The Louisiana Senate passed several bills to improve Louisiana’s criminal justice system, including a bill to make probation less costly for both the state and offenders.
Other bills would adjust the juvenile probation procedure and provide released prisoners letters verifying where they had served their time.
The measures had already been approved by the House and now go to the governor for his approval.
House Bill 643, sponsored by Monroe Democratic Rep. Frederick Jones, allows the parole board to reduce the level of supervision at which a parolee is monitored, potentially reducing the cost of probation for the state and reducing the number of fees that have to be paid by the parolee.

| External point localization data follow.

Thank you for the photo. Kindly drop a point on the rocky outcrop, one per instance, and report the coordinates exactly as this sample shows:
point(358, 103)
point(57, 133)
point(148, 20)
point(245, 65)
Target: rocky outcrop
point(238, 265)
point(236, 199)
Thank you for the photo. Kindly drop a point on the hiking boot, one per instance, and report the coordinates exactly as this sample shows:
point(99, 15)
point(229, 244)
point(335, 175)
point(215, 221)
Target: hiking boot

Sen. Katrina Jackson, D-Monroe, spoke in support of the legislation, which does not decrease anyone’s parole time. HB643 helps “lighten the level of supervision after so much time and also lighten the cost of supervision after so much time, which helps both the state and the offenders with the cost,” she said.
Under HB643, the parole board can reconsider a nonviolent offender’s terms of probation after three years of parole. For violent offenders, the time frame is seven years. After the offender has completed the required time, the board can reduce the number of meetings that the offender is required to have with his or her probation officer per month.
Jackson said district attorneys have voiced support for the bill. It passed with 35 yeas and 2 nays.
The Senate also swiftly voted 33-0 in favor of House Bill 453, which ensures a minimum of three days’ notice before a court can make a change to a juvenile’s probation. Sen. Rick Ward, R-Port Allen, said the bill gives prosecutors time to look over any changes.